I threw away some old Motorola Talkabouts today.  So old that they did not even have LCD screens to show you the channel ID and the security code.  Instead, you did some strange button combination that required fingers to be in different places on your hand.

That button combination is now lost in the sands of time.

When it was performed successfully, the radio would then speak the numbers aloud, in an unsettling voice that would vary the emphasis between syllables.

Seven.  Thirteen.”

I remembered carrying them with me in my daily bag.   “Just in case,” although the cases wherein I needed them were always few and far between.

The times that I did use them regardless of whether or not I needed them were far more often.  Like grocery shopping, or running into the drugstore while another person waited in the car.  Over time, they’ve saved me perhaps two  minutes while I told someone to meet me at the storefront instead of having me walk back to the car.

I remember using them, clipped on my belt, to coordinate friend’s moving days.  I remember scheduling lunch at some of the earliest Anime conventions I attended.  Coordinating student events in college was also another use.  I remember using them, for some reason, while shopping in White Flint mall.

Now, text messaging is far more efficient and reliable.

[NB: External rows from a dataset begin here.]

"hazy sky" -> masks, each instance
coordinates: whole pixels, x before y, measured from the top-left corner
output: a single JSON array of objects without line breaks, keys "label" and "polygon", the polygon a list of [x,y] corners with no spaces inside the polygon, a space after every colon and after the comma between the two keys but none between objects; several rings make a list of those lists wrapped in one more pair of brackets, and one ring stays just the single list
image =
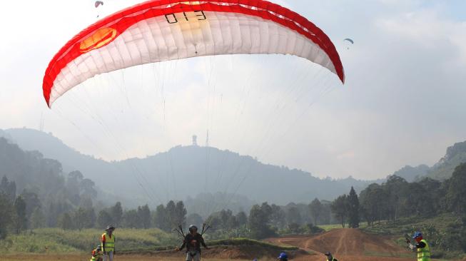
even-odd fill
[{"label": "hazy sky", "polygon": [[54,54],[97,14],[138,1],[5,1],[0,128],[39,128],[42,118],[45,131],[107,160],[188,145],[193,134],[205,144],[208,130],[212,146],[360,178],[432,165],[466,140],[466,1],[275,1],[334,41],[345,86],[297,57],[207,57],[96,77],[49,110],[41,82]]}]

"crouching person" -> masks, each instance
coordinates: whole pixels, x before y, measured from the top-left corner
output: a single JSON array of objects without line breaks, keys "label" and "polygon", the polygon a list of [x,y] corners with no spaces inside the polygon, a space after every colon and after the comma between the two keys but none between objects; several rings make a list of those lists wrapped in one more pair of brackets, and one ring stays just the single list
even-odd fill
[{"label": "crouching person", "polygon": [[97,248],[92,250],[91,261],[102,261],[102,247],[99,245]]}]

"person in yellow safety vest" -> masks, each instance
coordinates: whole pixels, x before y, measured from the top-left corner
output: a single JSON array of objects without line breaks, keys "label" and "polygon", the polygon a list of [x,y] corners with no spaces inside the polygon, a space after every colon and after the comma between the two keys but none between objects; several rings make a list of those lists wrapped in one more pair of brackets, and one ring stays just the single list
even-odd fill
[{"label": "person in yellow safety vest", "polygon": [[407,243],[408,243],[408,247],[417,252],[417,261],[430,261],[430,247],[427,242],[422,239],[422,233],[416,232],[414,233],[412,239],[416,240],[416,245],[412,245],[409,240]]},{"label": "person in yellow safety vest", "polygon": [[91,261],[102,261],[102,245],[99,245],[97,248],[92,250]]},{"label": "person in yellow safety vest", "polygon": [[325,256],[327,256],[327,260],[326,261],[338,261],[337,260],[336,258],[333,258],[333,256],[332,255],[332,253],[330,252],[325,252],[324,254]]},{"label": "person in yellow safety vest", "polygon": [[115,227],[108,225],[105,230],[105,233],[102,234],[102,251],[103,251],[103,261],[113,261],[115,255],[115,235],[113,231]]}]

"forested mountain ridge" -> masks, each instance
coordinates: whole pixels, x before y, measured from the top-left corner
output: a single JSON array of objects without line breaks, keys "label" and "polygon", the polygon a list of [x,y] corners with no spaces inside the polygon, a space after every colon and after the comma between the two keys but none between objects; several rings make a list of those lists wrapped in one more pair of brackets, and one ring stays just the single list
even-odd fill
[{"label": "forested mountain ridge", "polygon": [[427,176],[437,180],[449,178],[455,168],[464,163],[466,163],[466,141],[448,147],[445,157],[430,168]]},{"label": "forested mountain ridge", "polygon": [[452,176],[455,168],[466,163],[466,141],[455,143],[447,148],[445,155],[432,167],[420,165],[407,165],[392,175],[405,178],[408,182],[419,180],[424,177],[443,180]]},{"label": "forested mountain ridge", "polygon": [[360,190],[373,182],[351,177],[321,179],[305,171],[263,164],[250,156],[211,147],[177,146],[145,158],[107,162],[82,155],[39,130],[9,129],[4,135],[24,150],[39,150],[57,159],[65,171],[79,169],[104,191],[138,203],[221,192],[243,195],[255,202],[287,204],[315,198],[333,199],[352,185]]}]

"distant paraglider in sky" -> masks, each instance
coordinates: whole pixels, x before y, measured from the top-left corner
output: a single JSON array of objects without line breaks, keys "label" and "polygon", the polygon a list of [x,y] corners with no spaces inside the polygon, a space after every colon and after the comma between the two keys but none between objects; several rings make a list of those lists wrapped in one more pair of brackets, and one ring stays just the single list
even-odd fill
[{"label": "distant paraglider in sky", "polygon": [[353,39],[349,39],[349,38],[345,39],[345,40],[343,40],[343,41],[344,41],[345,43],[348,43],[348,45],[347,46],[347,47],[346,47],[346,48],[347,48],[348,50],[350,49],[350,44],[351,44],[351,45],[355,44],[355,41],[353,41]]},{"label": "distant paraglider in sky", "polygon": [[94,4],[94,6],[96,6],[96,8],[103,5],[103,2],[101,1],[96,1],[96,3]]},{"label": "distant paraglider in sky", "polygon": [[345,41],[349,41],[350,43],[351,43],[351,44],[355,44],[355,41],[353,41],[352,39],[350,39],[349,38],[345,39]]}]

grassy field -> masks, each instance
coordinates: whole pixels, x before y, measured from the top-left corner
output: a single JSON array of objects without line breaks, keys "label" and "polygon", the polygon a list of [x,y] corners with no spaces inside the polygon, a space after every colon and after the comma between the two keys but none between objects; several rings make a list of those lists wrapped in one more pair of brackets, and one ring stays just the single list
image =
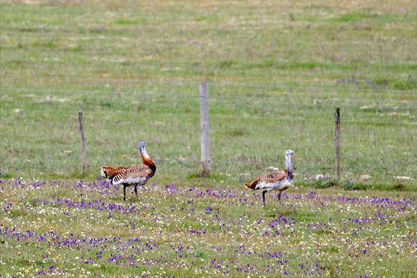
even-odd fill
[{"label": "grassy field", "polygon": [[295,182],[333,177],[341,107],[342,185],[410,190],[416,4],[355,3],[3,1],[2,177],[79,179],[81,111],[83,178],[145,140],[158,182],[197,185],[206,81],[213,182],[282,167],[287,149]]},{"label": "grassy field", "polygon": [[[1,277],[417,270],[415,1],[0,3]],[[142,140],[157,172],[123,202],[99,167]],[[287,149],[295,187],[261,208],[244,184]]]},{"label": "grassy field", "polygon": [[[411,277],[417,194],[0,181],[1,277]],[[131,190],[129,190],[131,191]]]}]

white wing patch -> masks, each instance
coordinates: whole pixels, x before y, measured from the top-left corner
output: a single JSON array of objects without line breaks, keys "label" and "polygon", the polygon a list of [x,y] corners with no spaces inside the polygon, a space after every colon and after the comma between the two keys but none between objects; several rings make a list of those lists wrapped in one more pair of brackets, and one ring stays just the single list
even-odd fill
[{"label": "white wing patch", "polygon": [[113,184],[121,184],[121,183],[129,183],[129,184],[144,184],[146,183],[148,179],[149,179],[149,177],[136,177],[133,178],[131,176],[129,176],[126,179],[120,179],[117,182],[114,182]]},{"label": "white wing patch", "polygon": [[275,183],[265,183],[265,181],[258,183],[255,189],[265,188],[267,190],[284,190],[290,186],[291,182],[288,179],[284,179]]}]

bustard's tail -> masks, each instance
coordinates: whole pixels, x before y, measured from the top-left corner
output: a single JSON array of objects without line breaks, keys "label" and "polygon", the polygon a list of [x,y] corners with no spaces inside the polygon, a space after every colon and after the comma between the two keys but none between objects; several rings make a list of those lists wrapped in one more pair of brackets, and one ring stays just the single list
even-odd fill
[{"label": "bustard's tail", "polygon": [[256,186],[258,185],[259,182],[259,178],[256,178],[256,179],[254,179],[253,181],[246,183],[246,187],[247,187],[248,188],[250,188],[250,189],[255,189],[256,188]]}]

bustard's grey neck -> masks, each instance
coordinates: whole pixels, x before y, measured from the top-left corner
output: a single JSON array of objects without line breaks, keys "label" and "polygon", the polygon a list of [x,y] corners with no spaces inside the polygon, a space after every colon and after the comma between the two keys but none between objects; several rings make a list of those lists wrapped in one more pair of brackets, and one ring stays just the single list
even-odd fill
[{"label": "bustard's grey neck", "polygon": [[290,180],[292,180],[294,176],[293,175],[293,167],[291,166],[291,155],[286,154],[285,156],[285,170]]}]

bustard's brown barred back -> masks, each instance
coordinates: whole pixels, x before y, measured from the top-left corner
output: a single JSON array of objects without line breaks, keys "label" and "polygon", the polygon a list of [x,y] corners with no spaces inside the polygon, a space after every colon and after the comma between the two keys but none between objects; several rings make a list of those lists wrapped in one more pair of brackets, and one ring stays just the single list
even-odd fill
[{"label": "bustard's brown barred back", "polygon": [[139,165],[130,165],[129,166],[120,166],[113,167],[108,165],[101,166],[101,172],[103,177],[107,178],[112,184],[121,184],[123,186],[123,199],[126,200],[126,188],[135,187],[135,194],[138,197],[138,185],[145,185],[155,174],[156,166],[146,152],[146,143],[140,142],[139,152],[142,157],[142,163]]}]

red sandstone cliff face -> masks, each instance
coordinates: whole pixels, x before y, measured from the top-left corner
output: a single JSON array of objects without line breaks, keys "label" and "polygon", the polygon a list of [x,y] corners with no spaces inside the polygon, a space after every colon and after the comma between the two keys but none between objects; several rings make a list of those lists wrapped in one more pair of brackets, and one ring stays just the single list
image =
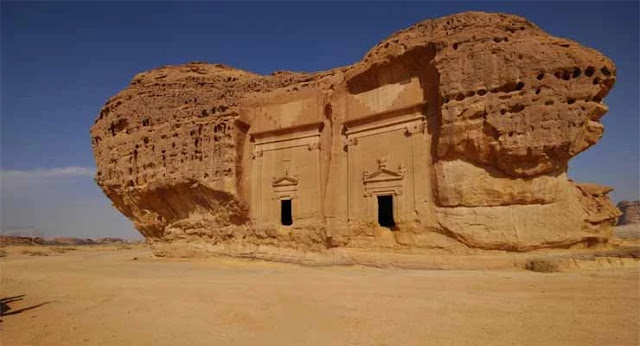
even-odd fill
[{"label": "red sandstone cliff face", "polygon": [[[575,184],[566,171],[569,159],[602,136],[603,99],[615,74],[595,50],[524,18],[486,13],[418,23],[363,61],[325,72],[261,76],[203,63],[161,67],[135,76],[96,119],[96,181],[148,239],[198,240],[219,252],[232,251],[228,244],[524,251],[605,241],[619,214],[608,190]],[[412,80],[420,92],[387,102],[379,117],[400,112],[395,104],[422,107],[426,125],[417,131],[429,141],[430,173],[426,186],[415,189],[425,199],[392,235],[366,223],[354,227],[337,210],[347,203],[338,183],[347,179],[343,124],[358,112],[349,100],[383,90],[381,105],[392,93],[384,88]],[[290,104],[308,99],[298,107],[306,115],[289,119]],[[321,216],[298,230],[257,224],[252,133],[315,122]]]}]

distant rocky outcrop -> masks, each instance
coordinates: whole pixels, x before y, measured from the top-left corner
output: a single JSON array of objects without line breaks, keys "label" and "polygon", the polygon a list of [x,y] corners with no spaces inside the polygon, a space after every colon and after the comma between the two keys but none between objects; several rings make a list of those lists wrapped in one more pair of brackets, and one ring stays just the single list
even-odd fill
[{"label": "distant rocky outcrop", "polygon": [[567,167],[615,81],[600,52],[480,12],[329,71],[163,66],[97,116],[96,181],[160,255],[604,243],[611,188]]},{"label": "distant rocky outcrop", "polygon": [[640,223],[640,200],[638,201],[621,201],[618,203],[618,209],[622,212],[618,218],[618,225],[628,225]]},{"label": "distant rocky outcrop", "polygon": [[45,240],[41,237],[0,235],[0,245],[42,245],[44,243]]}]

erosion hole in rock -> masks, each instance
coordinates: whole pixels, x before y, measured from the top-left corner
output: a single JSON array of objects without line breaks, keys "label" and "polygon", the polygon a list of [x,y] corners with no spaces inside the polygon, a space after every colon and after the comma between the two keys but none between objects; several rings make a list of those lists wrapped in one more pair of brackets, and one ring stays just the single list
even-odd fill
[{"label": "erosion hole in rock", "polygon": [[393,220],[393,196],[378,196],[378,224],[382,227],[393,229],[396,226]]},{"label": "erosion hole in rock", "polygon": [[284,226],[291,226],[293,224],[290,199],[280,200],[280,223]]}]

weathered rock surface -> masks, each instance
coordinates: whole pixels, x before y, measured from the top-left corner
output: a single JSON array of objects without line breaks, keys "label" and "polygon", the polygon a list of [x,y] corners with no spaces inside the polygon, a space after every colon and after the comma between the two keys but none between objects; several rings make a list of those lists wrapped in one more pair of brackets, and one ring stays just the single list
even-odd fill
[{"label": "weathered rock surface", "polygon": [[640,223],[640,201],[622,201],[618,203],[618,209],[622,212],[618,225]]},{"label": "weathered rock surface", "polygon": [[593,49],[478,12],[330,71],[165,66],[103,107],[96,181],[165,255],[606,242],[610,189],[567,179],[567,162],[603,135],[615,75]]}]

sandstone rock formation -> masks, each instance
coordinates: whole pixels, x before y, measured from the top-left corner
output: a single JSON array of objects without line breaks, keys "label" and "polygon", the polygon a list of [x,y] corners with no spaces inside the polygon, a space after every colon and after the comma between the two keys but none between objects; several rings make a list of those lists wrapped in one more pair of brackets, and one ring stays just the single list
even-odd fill
[{"label": "sandstone rock formation", "polygon": [[622,212],[618,225],[640,223],[640,201],[622,201],[618,203],[618,209]]},{"label": "sandstone rock formation", "polygon": [[593,49],[479,12],[330,71],[165,66],[102,108],[96,181],[157,254],[606,242],[611,189],[567,162],[603,135],[615,76]]}]

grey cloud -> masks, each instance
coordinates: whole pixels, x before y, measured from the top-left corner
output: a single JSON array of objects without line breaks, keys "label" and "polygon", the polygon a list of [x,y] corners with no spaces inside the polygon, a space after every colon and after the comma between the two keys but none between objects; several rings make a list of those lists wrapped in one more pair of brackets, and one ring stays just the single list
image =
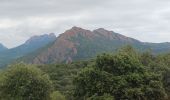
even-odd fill
[{"label": "grey cloud", "polygon": [[169,22],[169,0],[0,0],[0,42],[8,47],[72,26],[165,42],[170,41]]}]

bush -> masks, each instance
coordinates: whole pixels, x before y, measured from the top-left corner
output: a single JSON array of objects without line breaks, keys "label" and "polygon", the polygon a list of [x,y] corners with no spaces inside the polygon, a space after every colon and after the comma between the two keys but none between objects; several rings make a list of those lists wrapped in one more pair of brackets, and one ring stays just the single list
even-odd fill
[{"label": "bush", "polygon": [[1,77],[0,93],[3,100],[49,100],[51,82],[36,67],[12,65]]}]

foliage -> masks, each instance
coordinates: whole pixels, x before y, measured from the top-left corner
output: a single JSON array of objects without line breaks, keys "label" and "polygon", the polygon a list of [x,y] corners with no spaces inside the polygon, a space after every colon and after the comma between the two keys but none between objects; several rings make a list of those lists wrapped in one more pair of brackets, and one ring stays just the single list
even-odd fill
[{"label": "foliage", "polygon": [[0,91],[7,100],[48,100],[51,81],[36,67],[12,65],[2,74]]},{"label": "foliage", "polygon": [[123,51],[115,55],[97,56],[95,65],[85,68],[78,74],[74,80],[74,96],[77,100],[104,94],[110,94],[116,100],[166,98],[161,75],[147,70],[137,53]]},{"label": "foliage", "polygon": [[59,92],[54,91],[51,95],[51,100],[66,100],[65,97]]}]

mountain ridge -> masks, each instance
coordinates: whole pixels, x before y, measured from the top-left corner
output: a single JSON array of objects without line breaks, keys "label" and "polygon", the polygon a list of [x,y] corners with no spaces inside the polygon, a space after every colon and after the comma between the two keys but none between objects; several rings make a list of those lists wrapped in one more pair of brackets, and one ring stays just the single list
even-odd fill
[{"label": "mountain ridge", "polygon": [[27,61],[33,64],[69,63],[88,59],[102,52],[113,52],[125,45],[132,45],[140,51],[170,51],[170,43],[145,43],[104,28],[90,31],[74,26],[60,34],[51,46]]},{"label": "mountain ridge", "polygon": [[5,50],[0,52],[0,66],[5,66],[15,59],[18,59],[22,56],[25,56],[28,53],[31,53],[38,48],[41,48],[47,45],[50,42],[53,42],[56,39],[53,33],[39,35],[39,36],[32,36],[30,37],[24,44],[21,44],[17,47]]}]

I looked at them before I threw them out.  The rubber had taken on the greyish white tinge of decay.  One of them was missing a volume knob.  The weight of one indicated that I had left batteries inside, and I knew that opening the battery compartment was a bad idea.  The manufacturing date was June, 1998.

They had been in the drawer for probably over a decade, following me from dorm room to a house that I rented to a condo I rented to a house that I now own.  They probably stopped working two or three moves ago, maybe longer than that.

It was time to let them go, but not the memories that accompanied them.

I made a mental note to take the batteries out of the six other radios that I had, and dumped them in the blue bin that my building uses for electronic devices trash.